In dessen Nähe kommt die Gruppe mit einer weiteren Institution: Der Zacke, wie die Zahnradbahn liebevoll genannt wird. „Eine von nur vier derartigen Bahnen in ganz Deutschland“, erzählt Stadtführer Uli Stetter. Nach dem Bau der Strecke 1884 wurden anfangs Dampftriebwagen eingesetzt, schon rund zwanzig Jahre später habe man auf elektrischen Strom gesetzt, sagt der Cannstatter beim Einsteigen. Langsam setzt sich das Gefährt in Bewegung, meistert die mit knapp 18 Prozent Steigung steilste Stelle, dann tritt die Gruppe an der Nägelestraße in die Nacht hinaus.

Meisterwerk der Ingenieurskunst

Rund 20 Minuten geht es weitgehend flach durch den Wald. Das Licht aus Taschenlampen erhellt den Weg, während der hell erleuchtete Korb desFernsehturms zwischen den Ästen zu erkennen ist. Noch höher als deren knapp 150 Meter ist die Spitze des Turmes. Diese ragt 217 Meter über den Boden. Ein Meisterwerk der Ingenieurskunst, das nach dem Bau als Vorbild für andere Türme dienen sollte. Und beinahe wäre stattdessen nur ein Drahtgerüst gebaut worden, um Stuttgart durch die Luft mit einem Bewegtbild zu versorgen.

„Beim Besuch der englischen Königin Elisabeth der II. im Juni 1953 schaute Stuttgart in die Röhre, obwohl bereits ein halbes Jahr zuvor der offizielle Fernsehbetrieb in Deutschland wieder aufgenommen worden war – die Topografie war zu schwierig. Und dann sollte 1954 die Fußball-Weltmeisterschaft stattfinden . . .“, sagt Stetter.

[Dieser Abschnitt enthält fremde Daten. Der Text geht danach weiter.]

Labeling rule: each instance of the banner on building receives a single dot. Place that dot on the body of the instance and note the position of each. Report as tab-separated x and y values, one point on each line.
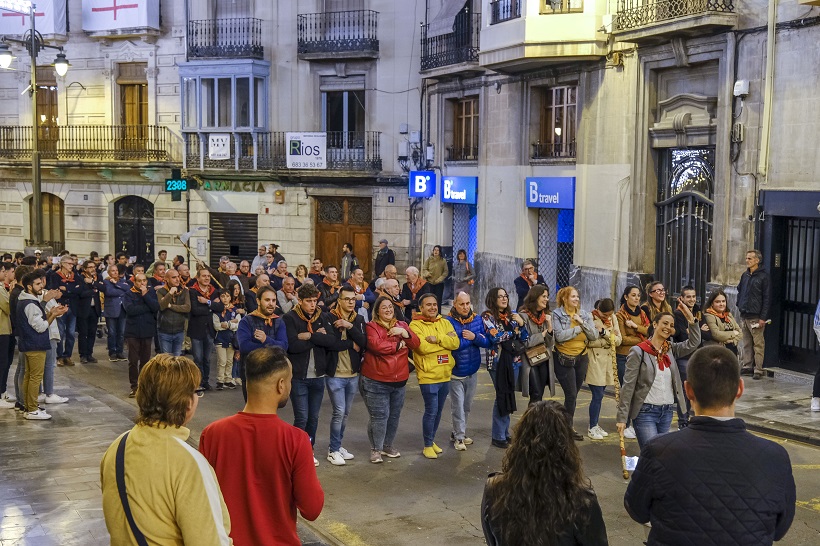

Das jedoch wurde nicht geschafft. Nach 20 Monaten Bauzeit wurde die Stahlbetonkonstruktion nach einem Entwurf von Baumeister Fritz Leonhardt im Februar 1956 eröffnet. „4,2 Millionen Mark hat das umstrittene Bauwerk gekostet“, stimmt Stetter die Gruppe auf dem Parkplatz vor dem Gebäude auf die Turmfahrt ein und weiß noch einige Anekdoten. Zum Beispiel die, dass der Fernsehturm einst hätte aus Gründen der Flugsicherheit rot und weiß angestrichen werden sollen. Den Spitznamen hatte das Bauwerk schon weg gehabt: Samba-Socke. Doch es kam nicht so weit. „Stattdessen wurden drei Xenon-Scheinwerfer angebaut, die sich um ihre eigene Achse drehen und den markanten Lichtstrahl aussenden“, sagt der Stadtführer. Keine Anekdote ist, dass die Bezeichnung des Bauwerks mittlerweile falsch ist. „Nur noch Radio und Polizeifunk werden gesendet, kein TV-Signal mehr“, sagt er.

In wenigen Sekunden geh’s nach oben

Durch den immer noch original aus den 50er Jahren stammenden Eingangsbereich des an der Basis gut zehn Meter dicken Turms geht es nun zu den freilich deutlich jüngeren Aufzügen und binnen weniger Sekunden nach oben. Schlucken hilft, den Druck aus den Ohren zu bekommen, schon blickt man auf die in der Dämmerung liegende Landeshauptstadt.

8.14 Uhr: Jetzt sollte eigentlich die Sonne aufgehen. Doch im Osten sind nur dunkelgraue Wolkenberge zu erkennen. Genug zu sehen gibt es trotzdem. Das Sportgelände der Waldau, der erleuchtete Stuttgarter Talkessel, der Flughafen und am Horizont im Süden die Schwäbische Alb mit einem fahlen Lichterstreif. Immerhin, „denn wenn man Pech hat, hüllt sich der Turm in Nebel“, sagt Stetter und empfiehlt der Gruppe einen heißen Kaffee beim Sektfrühstück. Zum Aufwärmen. Denn so weit oberhalb von Stuttgart ist es schon ein wenig frisch.